# Knowledge base design best practices
A knowledge base provides the best results when it's scoped to a specific use or topic. Knowledge bases that contain too much data or mix IT policies with HR procedures and sales playbooks, produce poor retrieval results. A knowledge base with a vague description produces a genie that doesn't know when to search it.
This page provides guidance on what to include in your knowledge base, how to scope it, how to describe it, and how to structure the content for effective retrieval.
# Scope to a functional area
The most important scoping decision is how broadly to define the knowledge base's content boundary. Use one knowledge base per functional area per genie.

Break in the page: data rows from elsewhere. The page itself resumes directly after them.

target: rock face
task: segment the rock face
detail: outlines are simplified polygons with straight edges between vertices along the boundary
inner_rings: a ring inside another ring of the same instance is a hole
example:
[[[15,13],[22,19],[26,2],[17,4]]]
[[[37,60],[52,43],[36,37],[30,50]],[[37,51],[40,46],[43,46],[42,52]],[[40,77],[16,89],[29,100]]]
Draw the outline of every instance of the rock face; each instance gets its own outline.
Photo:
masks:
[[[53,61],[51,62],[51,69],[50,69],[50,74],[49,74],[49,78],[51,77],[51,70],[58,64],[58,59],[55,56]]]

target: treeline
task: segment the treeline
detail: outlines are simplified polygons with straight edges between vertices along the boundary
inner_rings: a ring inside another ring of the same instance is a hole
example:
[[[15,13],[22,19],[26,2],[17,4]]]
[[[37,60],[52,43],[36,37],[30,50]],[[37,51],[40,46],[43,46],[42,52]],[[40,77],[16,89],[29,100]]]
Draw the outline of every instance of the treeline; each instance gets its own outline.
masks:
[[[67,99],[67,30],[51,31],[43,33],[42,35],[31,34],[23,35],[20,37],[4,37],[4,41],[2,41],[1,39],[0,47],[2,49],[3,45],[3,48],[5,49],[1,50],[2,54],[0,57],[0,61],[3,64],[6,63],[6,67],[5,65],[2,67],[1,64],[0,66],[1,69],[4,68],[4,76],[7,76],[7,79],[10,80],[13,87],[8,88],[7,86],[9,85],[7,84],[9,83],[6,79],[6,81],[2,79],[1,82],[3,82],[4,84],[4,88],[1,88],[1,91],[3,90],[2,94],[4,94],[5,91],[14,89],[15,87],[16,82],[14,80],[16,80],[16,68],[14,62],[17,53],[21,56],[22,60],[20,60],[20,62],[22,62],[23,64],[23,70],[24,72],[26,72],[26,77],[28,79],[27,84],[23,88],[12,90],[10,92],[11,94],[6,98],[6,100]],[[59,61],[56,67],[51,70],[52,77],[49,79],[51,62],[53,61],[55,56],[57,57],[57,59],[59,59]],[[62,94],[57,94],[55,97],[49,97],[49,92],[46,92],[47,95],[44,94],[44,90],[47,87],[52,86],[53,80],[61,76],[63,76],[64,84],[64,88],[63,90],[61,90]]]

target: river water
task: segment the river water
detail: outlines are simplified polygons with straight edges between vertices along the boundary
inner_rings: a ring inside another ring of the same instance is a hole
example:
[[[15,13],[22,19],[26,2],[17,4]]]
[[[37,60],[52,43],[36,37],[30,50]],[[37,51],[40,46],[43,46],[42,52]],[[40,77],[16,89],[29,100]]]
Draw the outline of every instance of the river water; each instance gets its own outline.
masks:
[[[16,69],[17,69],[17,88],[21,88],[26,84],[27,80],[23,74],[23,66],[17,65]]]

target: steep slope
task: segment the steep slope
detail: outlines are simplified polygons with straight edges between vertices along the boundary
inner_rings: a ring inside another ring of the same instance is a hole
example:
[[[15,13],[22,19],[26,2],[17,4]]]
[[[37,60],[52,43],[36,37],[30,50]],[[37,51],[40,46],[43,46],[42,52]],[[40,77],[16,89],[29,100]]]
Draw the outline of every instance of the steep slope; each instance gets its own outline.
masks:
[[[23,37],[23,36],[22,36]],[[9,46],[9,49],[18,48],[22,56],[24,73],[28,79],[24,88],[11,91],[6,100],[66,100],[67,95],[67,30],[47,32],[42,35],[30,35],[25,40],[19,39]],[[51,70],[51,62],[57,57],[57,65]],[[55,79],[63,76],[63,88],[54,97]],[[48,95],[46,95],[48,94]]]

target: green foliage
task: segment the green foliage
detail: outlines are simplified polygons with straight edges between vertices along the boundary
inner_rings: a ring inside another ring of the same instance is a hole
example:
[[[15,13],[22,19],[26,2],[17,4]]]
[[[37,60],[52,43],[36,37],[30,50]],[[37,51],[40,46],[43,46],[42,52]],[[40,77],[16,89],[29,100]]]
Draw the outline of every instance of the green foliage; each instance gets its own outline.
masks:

A knowledge base scoped to a functional area, such as IT helpdesk policies, HR leave procedures, or sales competitive intelligence, produces reliable retrieval because the semantic space of the content is coherent. The most semantically similar fragments are almost always relevant to the question because all the content is about the same domain.
A knowledge base scoped to the whole company produces unreliable retrieval because the semantic space is too broad. An employee asking about parental leave eligibility may receive a fragment from the IT security policy because both documents use similar language about employee responsibilities and compliance requirements. The retrieval is semantically plausible but contextually wrong.
# Design decisions
Determine the answers to the following design questions before you build your knowledge base:
What content will this knowledge base contain?: Name the specific source, such as the Confluence space, Google Drive folder, or policy document library. Be specific enough to enumerate it. The scope is too broad if you can't enumerate it.
Which ingestion path will you use?: A small, stable content library, direct file upload is the fastest path to a working knowledge base for a first build. A knowledge recipe is more appropriate if you have larger or frequently changing content. Use Workato GO data sources for content with user-level access restrictions. Refer to Two ingestion paths for more information.
What description will you give the knowledge base? Write the description before you open Agent Studio. The genie reads this description to decide when to search this knowledge base. Write it in the same format as a skill's When to Use section. The description should include what content is available, what questions it answers, when the genie should search it, and when it shouldn't.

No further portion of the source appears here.